Over at The National Catholic Register, Kevin di Camillo is wondering why more permanent deacons don’t serve Mass in the Extraordinary Form:
While the implementation of many, many changes of Vatican II had a tough time of it, as most changes to ancient institutions do, the formation of Deacons is one of the few outright success stories, despite some flaws in the formation process which weren’t fully hammered out until theNational Directory for the Formation, Ministry and Life of Permanent Deacons in the United States of 2005. (At least in the United States. The Diaconate in the rest of the world is still kind of spotty). And even in the U.S. not every diocese has an active diaconate program; this is left up to the discretion of the local ordinary.
…But to put the number of deacons in perspective: there are almost as many deacons in the United States as there are Jesuits (the largest religious society) in the entire world.
So with the restoration of the Latin Mass in 2007 by Benedict XVI’s motu proprio “Summorum Pontificum” I was hoping that this would be a match-made for the F.S.S.P., the Canons of St. John Cantius, and the Institute of Christ the King Sovereign Priest (all groups who can be proud of their own growth) and the large number of deacons, since to celebrate High Solemn Mass (as mentioned above) you need a deacon.

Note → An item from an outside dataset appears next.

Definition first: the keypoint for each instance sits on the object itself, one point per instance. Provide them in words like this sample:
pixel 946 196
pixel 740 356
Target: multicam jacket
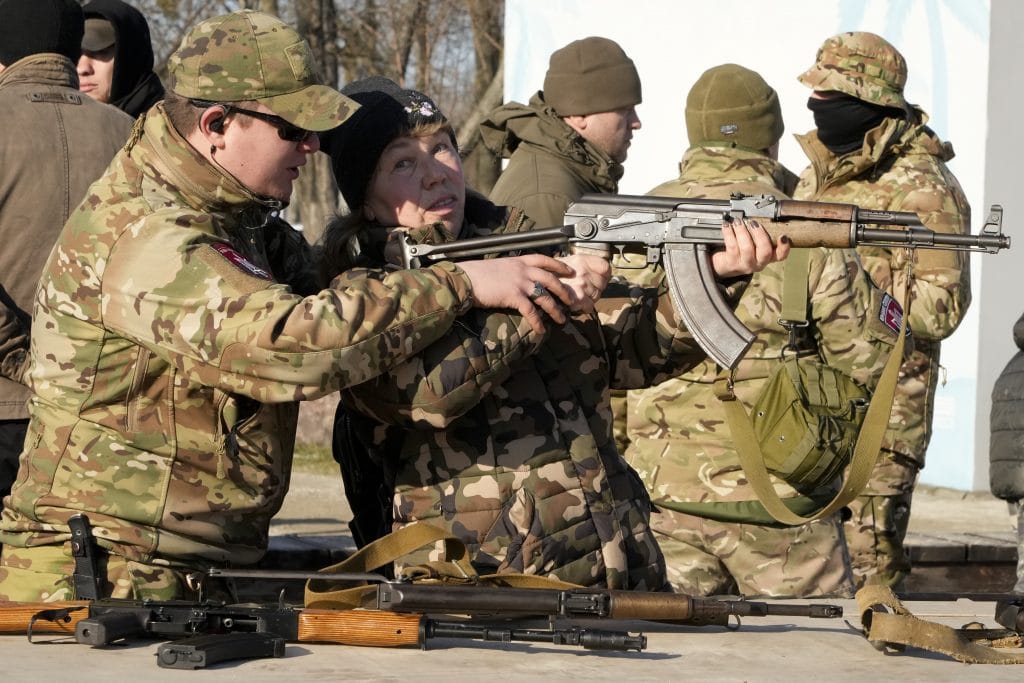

Not for the first time, I was wrong.
The deacons I’ve worked with—and I’ve edited a dozen books by deacons, who were all good, well-educated and informed men who love the Church they serve—have absolutely no interest in serving at the Latin Mass. These deacon-authors who have doctorates in theology tend to take exception with the ecclesiology that the reified Latin Mass proposes: namely, that it is priest-centric, and that, using the Holy Books of 1962, there’s no “place” for a permanent deacon—despite the fact that you can’t celebrate Solemn High Mass without a deacon.